Another disclaimer: As you’ve gathered, I one hundred percent believe that your success on medical school/residency tests is directly proportional to the number and quality of the questions you do in preparation. I’m damn near fanatical about it, in fact. Nevertheless, residency will teach you very quickly that questions aren’t the only ingredient to competence in your field. Yes they can train you to apply information to clinical situations. But those situations—the question stems—are artificial. When was the last time you saw an H&P that was only six lines long? You know, the ones you put down that leave you with more questions than answers? Exactly. You haven’t.
Because if you’re reading this, you’re a medical student or a resident, and you’re the one writing the H&Ps.
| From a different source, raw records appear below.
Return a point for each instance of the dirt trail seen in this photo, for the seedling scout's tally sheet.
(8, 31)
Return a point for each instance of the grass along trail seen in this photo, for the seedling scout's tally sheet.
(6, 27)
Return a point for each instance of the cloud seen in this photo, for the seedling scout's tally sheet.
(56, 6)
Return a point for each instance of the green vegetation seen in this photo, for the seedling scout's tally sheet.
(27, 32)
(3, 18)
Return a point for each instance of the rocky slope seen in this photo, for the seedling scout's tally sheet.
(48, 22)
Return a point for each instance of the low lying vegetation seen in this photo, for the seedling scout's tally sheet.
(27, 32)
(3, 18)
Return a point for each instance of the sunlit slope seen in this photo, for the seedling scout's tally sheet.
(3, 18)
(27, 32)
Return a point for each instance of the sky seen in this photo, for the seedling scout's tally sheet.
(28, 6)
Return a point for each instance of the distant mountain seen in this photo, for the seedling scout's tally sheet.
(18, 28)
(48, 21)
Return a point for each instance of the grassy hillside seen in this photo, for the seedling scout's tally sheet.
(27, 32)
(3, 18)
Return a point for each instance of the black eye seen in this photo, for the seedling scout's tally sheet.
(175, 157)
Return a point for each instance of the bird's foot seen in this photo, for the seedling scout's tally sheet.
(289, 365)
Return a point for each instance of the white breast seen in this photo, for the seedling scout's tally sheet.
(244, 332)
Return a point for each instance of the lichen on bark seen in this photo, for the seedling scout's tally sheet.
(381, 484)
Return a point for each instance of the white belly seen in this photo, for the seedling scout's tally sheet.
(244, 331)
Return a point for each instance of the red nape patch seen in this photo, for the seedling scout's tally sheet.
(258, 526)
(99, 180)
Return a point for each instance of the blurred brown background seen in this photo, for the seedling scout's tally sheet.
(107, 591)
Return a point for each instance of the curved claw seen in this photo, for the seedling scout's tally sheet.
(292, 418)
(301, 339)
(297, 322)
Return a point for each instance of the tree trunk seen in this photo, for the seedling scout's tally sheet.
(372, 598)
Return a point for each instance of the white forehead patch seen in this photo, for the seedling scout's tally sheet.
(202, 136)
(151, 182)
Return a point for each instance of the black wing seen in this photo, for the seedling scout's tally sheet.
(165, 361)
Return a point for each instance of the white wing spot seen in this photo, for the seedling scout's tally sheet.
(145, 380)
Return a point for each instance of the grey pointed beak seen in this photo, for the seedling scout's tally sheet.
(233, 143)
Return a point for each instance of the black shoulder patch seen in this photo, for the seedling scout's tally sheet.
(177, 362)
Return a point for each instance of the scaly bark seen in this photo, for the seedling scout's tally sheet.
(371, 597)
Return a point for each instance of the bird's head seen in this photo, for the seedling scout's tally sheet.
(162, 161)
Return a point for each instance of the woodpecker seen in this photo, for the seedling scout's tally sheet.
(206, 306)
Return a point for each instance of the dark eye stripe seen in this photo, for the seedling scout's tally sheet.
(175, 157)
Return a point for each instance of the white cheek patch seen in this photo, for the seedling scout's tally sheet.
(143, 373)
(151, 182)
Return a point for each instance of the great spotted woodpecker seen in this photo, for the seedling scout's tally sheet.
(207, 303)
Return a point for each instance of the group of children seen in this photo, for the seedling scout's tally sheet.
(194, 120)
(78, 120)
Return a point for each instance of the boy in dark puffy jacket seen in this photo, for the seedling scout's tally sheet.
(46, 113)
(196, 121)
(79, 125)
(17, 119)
The three line “attending H&P”, so full of authority, so devoid of information, value, punctuation or anything resembling grammar, is a dim memory (or a personal goal, as the case may be) of reading the consult note of some service involved in the care of a mutual patient when you were on a community hospital rotation with a preceptor kind enough to abuse–I mean teach–a medical student for a month or so. Full disclosure: I am an attending now. And my H&Ps look like this: Case discussed with the resident. Agree with A/P (a big thanks to my residents, by the way).
No. Questions aren’t the whole story for medical education. You do need primary literature and textbooks to be competent, i.e. for real life. You just don’t need them for your tests (the part of your life that matters for getting to the next step in your career).